MRS has been enabled and an MRS cluster has been created.
Data Preparation¶
Download the Flink job resource package wordcount.jar from https://github.com/apache/flink/tree/master/flink-examples/flink-examples-streaming/src/main/java/org/apache/flink/streaming/examples/wordcount.
Prepare the data file in.txt, which contains some English words.
Procedure¶
Upload the job resource package and data file to the OBS bucket.
Note
In this example, upload WordCount.jar to lkj_test/WordCount.jar and word.txt to lkj_test/input/word.txt.

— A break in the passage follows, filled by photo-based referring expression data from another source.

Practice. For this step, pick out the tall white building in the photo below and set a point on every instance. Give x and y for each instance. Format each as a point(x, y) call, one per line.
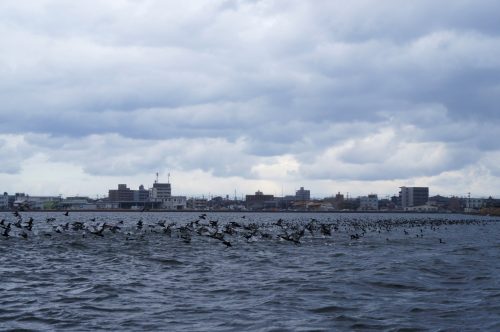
point(160, 191)
point(368, 203)
point(302, 195)
point(4, 201)
point(413, 196)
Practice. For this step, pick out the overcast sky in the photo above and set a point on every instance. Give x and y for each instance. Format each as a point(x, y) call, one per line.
point(336, 96)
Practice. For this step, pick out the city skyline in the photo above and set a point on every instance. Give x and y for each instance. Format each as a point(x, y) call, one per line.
point(362, 97)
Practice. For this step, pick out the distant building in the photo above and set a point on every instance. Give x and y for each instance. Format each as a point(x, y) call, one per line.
point(175, 203)
point(141, 195)
point(474, 203)
point(160, 191)
point(414, 196)
point(78, 203)
point(197, 203)
point(302, 195)
point(126, 198)
point(4, 201)
point(259, 201)
point(122, 194)
point(422, 208)
point(368, 203)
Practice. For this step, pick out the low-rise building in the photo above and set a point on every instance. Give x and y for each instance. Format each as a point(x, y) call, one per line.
point(174, 203)
point(4, 201)
point(197, 203)
point(368, 203)
point(259, 201)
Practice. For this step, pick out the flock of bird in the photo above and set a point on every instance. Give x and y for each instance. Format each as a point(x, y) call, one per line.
point(224, 232)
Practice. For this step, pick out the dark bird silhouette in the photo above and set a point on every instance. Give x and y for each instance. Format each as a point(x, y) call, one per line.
point(6, 230)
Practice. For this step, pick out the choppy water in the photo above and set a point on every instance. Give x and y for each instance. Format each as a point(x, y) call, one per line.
point(375, 272)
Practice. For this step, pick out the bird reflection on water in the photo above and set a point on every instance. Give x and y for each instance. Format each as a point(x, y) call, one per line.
point(220, 271)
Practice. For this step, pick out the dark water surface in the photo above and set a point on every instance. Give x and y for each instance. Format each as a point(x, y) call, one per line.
point(374, 272)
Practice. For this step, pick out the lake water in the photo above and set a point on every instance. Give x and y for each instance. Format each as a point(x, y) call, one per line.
point(264, 272)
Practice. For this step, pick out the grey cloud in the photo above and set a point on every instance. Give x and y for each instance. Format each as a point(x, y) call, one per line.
point(223, 86)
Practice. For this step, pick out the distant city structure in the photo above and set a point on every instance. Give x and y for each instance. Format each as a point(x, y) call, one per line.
point(260, 201)
point(413, 196)
point(159, 197)
point(368, 203)
point(302, 195)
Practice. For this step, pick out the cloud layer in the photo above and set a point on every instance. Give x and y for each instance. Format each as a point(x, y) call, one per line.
point(251, 94)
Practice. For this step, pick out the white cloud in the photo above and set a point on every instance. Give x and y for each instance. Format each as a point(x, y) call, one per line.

Create an empty job named job_MRS_Flink.
Go to the job development page, drag the MRS Flink node to the canvas, and click the node to configure its properties.
Parameter descriptions:
--Flink job name wordcount --MRS cluster name Select an MRS cluster. --Program parameter -c org.apache.flink.streaming.examples.wordcount.WordCount --Flink job resource package wordcount --Input data path obs://dlf-beijing2/lkj_test/input/word.txt --Output data path obs://dlf-beijing2/lkj_test/output.txt
Specifically:
obs://dlf-beijing2/lkj_test/input/word.txt is the directory where the wordcount.jar parameters are passed. You can pass the words to count.
obs://dlf-beijing2/lkj_test/output.txt is the directory where the output parameter file is stored. (If the output.txt file already exists, an error is reported.)
Click Test to execute the MRS Flink job.
After the test is complete, click Submit.
Choose Monitor Job in the navigation pane and view the job execution result.
View the returned records in the OBS bucket. (Skip this step if the return function is not configured.)